The Office of the State Auditor (OSA) regularly performs audits of businesses and nonprofits that are contracted by the state to provide goods and services. When such audits identify instances of unallowable expenses, the reports are provided to the human service provider’s state contracting agency for resolution which could include the recovery of any misspent funds.
The Operational Services Division (OSD), which works with state agencies to regulate and oversee state contracts, allows service providers that have sufficient non-state revenue to adjust and refile their financial statements to show that non-state funds covered the non-reimbursable expenses.
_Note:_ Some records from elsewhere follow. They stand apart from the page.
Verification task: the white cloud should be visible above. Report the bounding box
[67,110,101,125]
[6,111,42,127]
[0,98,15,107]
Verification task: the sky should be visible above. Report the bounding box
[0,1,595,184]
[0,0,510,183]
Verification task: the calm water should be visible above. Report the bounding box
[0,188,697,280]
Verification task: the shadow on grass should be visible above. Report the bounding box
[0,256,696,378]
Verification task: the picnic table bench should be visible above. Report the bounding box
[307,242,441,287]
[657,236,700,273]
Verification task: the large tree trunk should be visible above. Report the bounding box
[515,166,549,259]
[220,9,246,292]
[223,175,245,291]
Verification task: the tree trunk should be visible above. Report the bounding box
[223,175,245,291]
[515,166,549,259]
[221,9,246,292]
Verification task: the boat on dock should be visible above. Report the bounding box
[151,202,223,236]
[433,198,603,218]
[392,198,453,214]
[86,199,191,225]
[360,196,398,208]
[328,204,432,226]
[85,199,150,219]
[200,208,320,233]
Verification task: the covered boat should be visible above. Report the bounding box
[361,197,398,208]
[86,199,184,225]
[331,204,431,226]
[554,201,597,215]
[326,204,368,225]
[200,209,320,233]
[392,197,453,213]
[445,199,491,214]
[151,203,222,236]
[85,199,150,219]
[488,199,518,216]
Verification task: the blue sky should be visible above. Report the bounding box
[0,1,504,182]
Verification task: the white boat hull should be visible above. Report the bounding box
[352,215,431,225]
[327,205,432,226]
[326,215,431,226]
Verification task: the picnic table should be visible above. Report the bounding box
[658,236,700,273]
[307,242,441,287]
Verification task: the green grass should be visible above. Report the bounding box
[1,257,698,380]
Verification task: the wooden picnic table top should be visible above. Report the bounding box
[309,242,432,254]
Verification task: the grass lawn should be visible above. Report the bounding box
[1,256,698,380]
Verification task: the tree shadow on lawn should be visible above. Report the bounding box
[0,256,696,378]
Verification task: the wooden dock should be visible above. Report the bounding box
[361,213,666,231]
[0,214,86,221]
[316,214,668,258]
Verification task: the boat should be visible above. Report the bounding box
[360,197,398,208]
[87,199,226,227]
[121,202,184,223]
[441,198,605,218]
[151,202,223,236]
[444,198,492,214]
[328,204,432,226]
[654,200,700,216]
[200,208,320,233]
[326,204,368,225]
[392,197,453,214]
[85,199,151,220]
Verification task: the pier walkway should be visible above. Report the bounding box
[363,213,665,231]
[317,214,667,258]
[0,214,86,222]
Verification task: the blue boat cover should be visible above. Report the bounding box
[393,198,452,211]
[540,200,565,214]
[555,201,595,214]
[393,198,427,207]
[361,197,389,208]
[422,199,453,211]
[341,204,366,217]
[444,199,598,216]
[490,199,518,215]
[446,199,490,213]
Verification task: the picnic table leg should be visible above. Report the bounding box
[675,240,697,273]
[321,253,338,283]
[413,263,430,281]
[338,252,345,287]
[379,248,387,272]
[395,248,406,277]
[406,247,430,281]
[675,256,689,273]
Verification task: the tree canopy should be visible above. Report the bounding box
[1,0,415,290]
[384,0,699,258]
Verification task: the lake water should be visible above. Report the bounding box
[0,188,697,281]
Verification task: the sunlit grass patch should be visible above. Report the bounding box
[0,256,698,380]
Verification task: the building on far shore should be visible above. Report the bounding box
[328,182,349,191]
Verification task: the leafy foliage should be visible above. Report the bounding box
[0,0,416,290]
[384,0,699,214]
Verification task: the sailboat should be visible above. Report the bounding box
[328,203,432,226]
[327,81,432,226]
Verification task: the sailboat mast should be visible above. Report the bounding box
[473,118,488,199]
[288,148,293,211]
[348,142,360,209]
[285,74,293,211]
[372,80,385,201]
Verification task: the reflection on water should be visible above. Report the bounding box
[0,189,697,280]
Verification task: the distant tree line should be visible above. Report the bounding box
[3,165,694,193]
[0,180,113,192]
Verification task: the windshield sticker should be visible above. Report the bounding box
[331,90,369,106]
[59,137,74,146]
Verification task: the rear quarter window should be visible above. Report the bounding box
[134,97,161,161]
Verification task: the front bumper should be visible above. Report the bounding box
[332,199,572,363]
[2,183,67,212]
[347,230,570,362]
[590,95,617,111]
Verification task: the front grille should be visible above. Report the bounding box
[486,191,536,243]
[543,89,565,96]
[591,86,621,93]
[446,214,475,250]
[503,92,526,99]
This action resulted in over $2.6 million in non-reimbursable expenses being resolved through accounting adjustments during the audit period rather than actual recovery, delivery of in-kind services, or rate adjustment.
“This policy is essentially giving providers an accounting do-over, creating a disincentive to properly identify and account for their expenses,” said Auditor Bump. “The policy is also inequitable toward smaller providers which may not have the level of non-state funds to cover the non-reimbursable expenses.”
Non-reimbursable expenses include items such as fundraising expenses, certain fringe benefits, excessive salaries, non-program expenses, undocumented expenses and lobbying costs.
The audit recognizes the rationale of allowing amendments in the case of error or in the case of non-state revenue becoming unrestricted and eligible for use late in the process, but recommends that OSD reconsider its policy of allowing vendors to amend their financial reports as a matter of practice to address non-reimbursable costs rather than seeking mitigation in the form of repayment, in-kind services or rate adjustment.
Additionally, the audit reported that five agencies in the Executive Office of Health and Human Services – the Department of Children and Families, the Department of Mental Health, the Department of Developmental Services, the Department of Transitional Assistance and the Massachusetts Rehabilitation Commission – as well as the Department of Elementary and Secondary Education and the Department of Early Education and Care had taken the proper steps to resolve findings in 30 of 33 SAO audits as required by OSD. In a prior audit, only 11 of the 33 audits had approved corrective action plans.
The Office of State Auditor Suzanne Bump conducts financial, performance, and technical assessments of state government’s programs, departments, agencies, authorities, contracts, and vendors. With its reports, the OSA issues recommendations to improve accountability, efficiency, and transparency.